De fait, vous en avez assez du mensonge organisé, de la
réalité inversée, des grimaces qui singent
la vraie vie et achèvent de l'appauvrir. Vous luttez déjà,
consciemment ou non, pour une société où le
droit de communication réelle appartienne à tous,
où chacun puisse faire connaître ce qui le concerne
grâce à la libre disposition des techniques (imprimeries,
télécommunications), où la construction d'une
vie passionnante liquide la nécessité de tenir un
rôle et d'accorder plus de poids à l'apparence qu'au
vécu authentique. (Voir III, 40 à 46).
8. Vous arrive-t-il d'éprouver le sentiment désagréable
qu'en dehors de rares moments vous ne vous appartenez pas, vous
devenez étranger à vous-même ?
Dans ce cas, vous avez compris que :
a) A travers chacun de nos gestes - mécanisés, répétés,
séparés les uns des autres - le temps s'émiette
et, morceau par morceau, nous arrache à nous-mêmes.
Et ces temps morts se reproduisent et s accumulent en travaillant
et en nous faisant travailler pour la reproduction et l'accumulation
des marchandises.
b) Le vieillissement n'est rien d'autre aujourd'hui que l'accroissement
des temps morts, du temps où la vie se perd.
C'est pourquoi il n'y a plus ni jeunes ni vieux mais des individus
plus ou moins vivants. Nos ennemis sont ceux qui croient et font
croire que le changement global est impossible, ce sont les morts
qui nous gouvernent et les morts qui se laissent gouverner.
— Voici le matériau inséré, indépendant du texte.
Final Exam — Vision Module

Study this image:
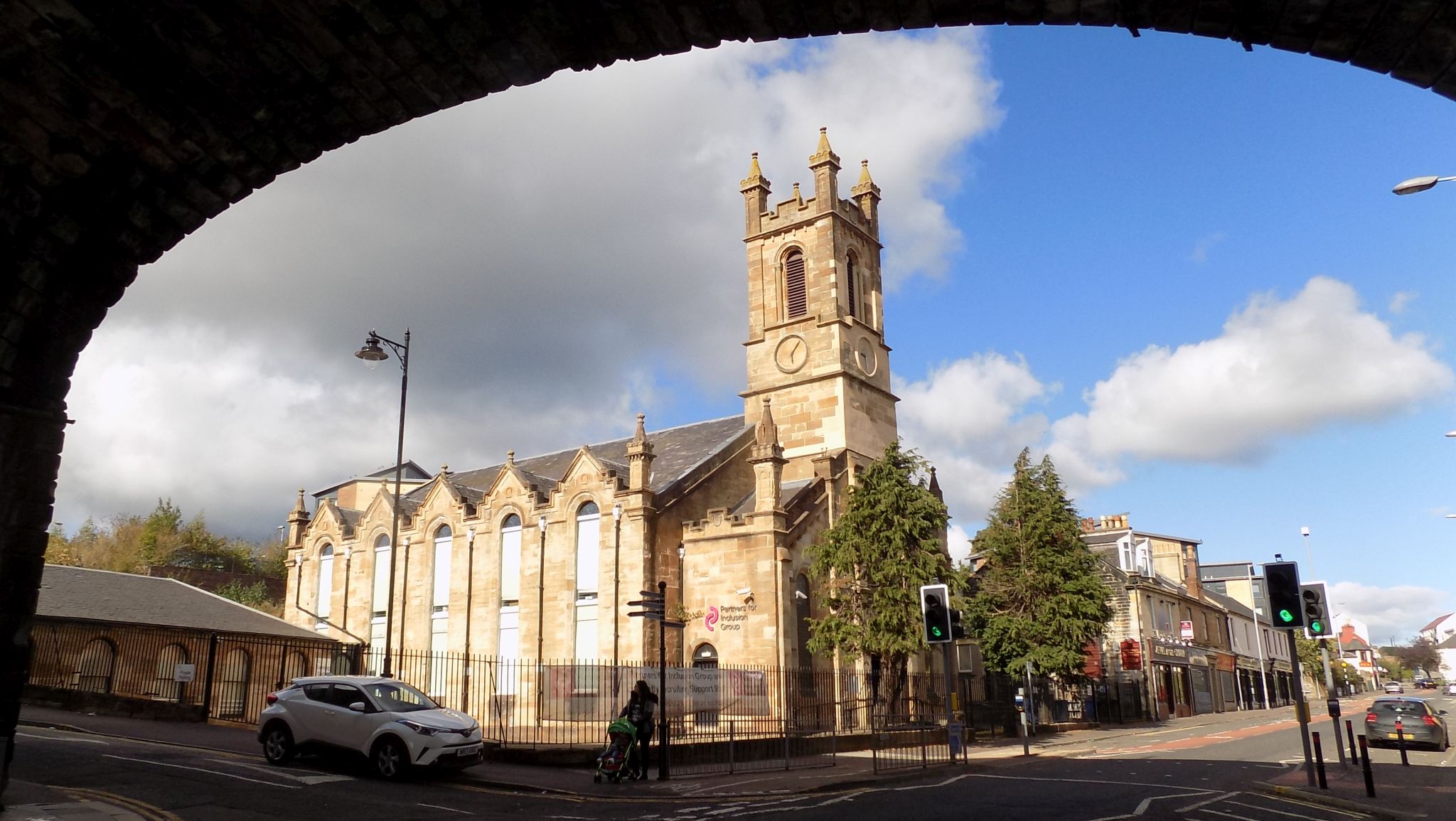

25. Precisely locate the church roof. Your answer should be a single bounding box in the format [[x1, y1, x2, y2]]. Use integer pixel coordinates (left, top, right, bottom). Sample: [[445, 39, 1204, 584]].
[[1417, 613, 1456, 633], [439, 417, 753, 498], [728, 479, 817, 515]]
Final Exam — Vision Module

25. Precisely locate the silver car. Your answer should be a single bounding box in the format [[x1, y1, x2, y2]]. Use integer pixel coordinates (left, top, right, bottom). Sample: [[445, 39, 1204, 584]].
[[1366, 697, 1450, 750], [257, 675, 482, 779]]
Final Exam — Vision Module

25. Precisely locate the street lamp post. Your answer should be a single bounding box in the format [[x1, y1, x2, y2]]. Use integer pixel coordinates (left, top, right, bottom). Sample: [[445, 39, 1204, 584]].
[[611, 503, 621, 692], [354, 328, 409, 678], [536, 517, 546, 726]]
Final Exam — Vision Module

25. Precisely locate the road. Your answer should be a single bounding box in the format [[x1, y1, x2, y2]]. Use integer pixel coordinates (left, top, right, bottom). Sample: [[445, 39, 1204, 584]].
[[14, 697, 1456, 821]]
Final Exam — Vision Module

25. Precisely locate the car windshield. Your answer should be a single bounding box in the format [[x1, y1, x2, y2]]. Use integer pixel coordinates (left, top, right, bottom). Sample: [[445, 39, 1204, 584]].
[[1370, 702, 1427, 717], [364, 681, 439, 713]]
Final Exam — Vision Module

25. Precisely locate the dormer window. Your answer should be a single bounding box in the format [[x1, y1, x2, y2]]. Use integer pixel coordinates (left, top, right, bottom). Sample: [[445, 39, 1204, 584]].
[[783, 250, 810, 318]]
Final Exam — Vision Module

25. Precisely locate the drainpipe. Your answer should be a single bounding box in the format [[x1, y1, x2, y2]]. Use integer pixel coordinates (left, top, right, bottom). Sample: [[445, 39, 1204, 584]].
[[460, 524, 475, 713]]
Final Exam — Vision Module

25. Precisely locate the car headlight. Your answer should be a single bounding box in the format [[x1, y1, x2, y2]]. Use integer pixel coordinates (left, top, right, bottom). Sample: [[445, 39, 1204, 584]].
[[397, 719, 439, 735]]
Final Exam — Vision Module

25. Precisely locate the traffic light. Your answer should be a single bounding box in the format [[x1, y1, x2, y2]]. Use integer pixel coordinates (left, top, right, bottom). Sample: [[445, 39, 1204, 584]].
[[1264, 562, 1305, 629], [920, 584, 952, 645], [1299, 582, 1335, 639]]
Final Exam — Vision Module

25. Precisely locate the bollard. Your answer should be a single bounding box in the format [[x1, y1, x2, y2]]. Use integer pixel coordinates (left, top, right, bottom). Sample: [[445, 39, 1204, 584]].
[[1309, 732, 1329, 789], [1345, 719, 1359, 761], [1360, 734, 1374, 798]]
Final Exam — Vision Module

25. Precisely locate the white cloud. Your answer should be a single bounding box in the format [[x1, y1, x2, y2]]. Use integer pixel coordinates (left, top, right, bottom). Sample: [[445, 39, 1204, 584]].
[[896, 277, 1453, 528], [57, 29, 1000, 536], [1053, 277, 1453, 476], [1328, 582, 1456, 645], [896, 354, 1057, 527], [1188, 232, 1229, 265]]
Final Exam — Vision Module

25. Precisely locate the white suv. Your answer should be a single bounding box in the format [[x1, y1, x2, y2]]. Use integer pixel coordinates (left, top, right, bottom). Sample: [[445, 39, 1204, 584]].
[[257, 675, 482, 779]]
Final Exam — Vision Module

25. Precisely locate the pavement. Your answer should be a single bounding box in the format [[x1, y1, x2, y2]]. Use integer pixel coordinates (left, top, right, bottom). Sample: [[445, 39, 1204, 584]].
[[0, 780, 179, 821], [17, 700, 1456, 821]]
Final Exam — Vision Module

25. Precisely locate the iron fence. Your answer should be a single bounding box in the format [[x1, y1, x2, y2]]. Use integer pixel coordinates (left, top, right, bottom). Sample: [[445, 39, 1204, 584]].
[[871, 719, 951, 773]]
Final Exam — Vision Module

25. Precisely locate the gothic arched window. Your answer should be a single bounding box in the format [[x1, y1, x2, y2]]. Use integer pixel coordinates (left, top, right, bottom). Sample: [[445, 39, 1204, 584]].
[[783, 249, 810, 318]]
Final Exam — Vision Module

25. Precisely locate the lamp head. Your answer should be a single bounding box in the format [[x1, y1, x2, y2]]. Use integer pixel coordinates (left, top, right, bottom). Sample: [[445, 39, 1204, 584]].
[[1391, 176, 1440, 196], [354, 331, 389, 370]]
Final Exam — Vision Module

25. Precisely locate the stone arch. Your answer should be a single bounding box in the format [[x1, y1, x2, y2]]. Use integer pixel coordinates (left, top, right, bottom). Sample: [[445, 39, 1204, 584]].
[[0, 0, 1456, 774]]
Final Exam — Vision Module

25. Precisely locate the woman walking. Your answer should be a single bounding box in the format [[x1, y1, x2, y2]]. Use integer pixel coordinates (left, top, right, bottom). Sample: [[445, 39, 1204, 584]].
[[617, 680, 657, 779]]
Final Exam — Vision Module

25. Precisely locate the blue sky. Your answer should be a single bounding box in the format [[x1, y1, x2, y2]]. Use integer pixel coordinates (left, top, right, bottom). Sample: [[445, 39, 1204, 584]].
[[57, 28, 1456, 640]]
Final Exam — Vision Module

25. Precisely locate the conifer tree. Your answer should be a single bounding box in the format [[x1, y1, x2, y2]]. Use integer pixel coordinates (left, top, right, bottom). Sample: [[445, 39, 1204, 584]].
[[808, 441, 951, 702], [967, 450, 1113, 680]]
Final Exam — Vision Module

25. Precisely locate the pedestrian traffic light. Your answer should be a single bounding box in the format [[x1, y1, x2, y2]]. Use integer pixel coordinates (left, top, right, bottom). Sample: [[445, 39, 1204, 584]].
[[920, 584, 951, 645], [1264, 562, 1305, 630], [1299, 582, 1335, 639]]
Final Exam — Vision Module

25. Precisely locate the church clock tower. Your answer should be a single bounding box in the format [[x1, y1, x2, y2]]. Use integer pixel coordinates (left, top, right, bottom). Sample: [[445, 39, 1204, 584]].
[[741, 128, 899, 481]]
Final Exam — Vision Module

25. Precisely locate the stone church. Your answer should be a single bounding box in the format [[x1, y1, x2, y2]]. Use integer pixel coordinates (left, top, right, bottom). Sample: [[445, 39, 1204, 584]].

c) Nous travaillons, mangeons, lisons, dormons, consommons, prenons
des loisirs, absorbons de la culture, recevons des soins, et ainsi
nous survivons comme des plantes d'appartement. Nous survivons contre
tout ce qui nous incite à vivre.
Nous survivons pour un système totalitaire et inhumain -
une religion de choses et d'images - qui nous récupère
presque partout et presque toujours pour augmenter les profits et
les pouvoirs en miettes de la classe bureaucratico-bourgeoise.
d) Nous serions simplement ce qui fait survivre le système
marchand si parfois nous ne redevenions soudain nous- mêmes,
si nous n'étions saisis par l'envie de vivre passionnément.
Au lieu d'être vécus par procuration, par images interposées,
les moments authentiquement vécus et le plaisir sans réserve,
allié au refus de ce qui l'entrave ou le falsifie, sont autant
de coups portés au système spectaculaire-marchand.
Il suffit de leur donner plus de cohérence pour les étendre,
les multiplier et les renforcer.
e) En créant passionnément les conditions favorables
au développement des passions, nous voulons détruire
ce qui nous détruit. La révolution est la passion
qui permet toutes les autres. Passion sans révolution n'est
que ruine du plaisir.
De fait, vous en avez assez de traîner de temps morts en
contraintes. Et vous luttez déjà, consciemment ou
non, pour une société dont la base ne sera plus la
course au profit et au pouvoir mais la recherche et l'harmonisation
des passions à vivre. (Voir III, 75 à 92).
9. Avez-vous déjà éprouvé le désir
de détruire par le feu une usine de distribution (supermarché,
magasin à grande surface, entrepôt) ?
Dans ce cas, vous avez compris que :
a) La vraie pollution est la pollution par la marchandise universalisée,
étendue à tous les aspects de la vie. Chaque marchandise
exposée dans un supermarché est l'éloge cynique
de l'oppression salariale, du mensonge qui fait vendre, de l'échange,
du chef et du flic qui servent à les protéger.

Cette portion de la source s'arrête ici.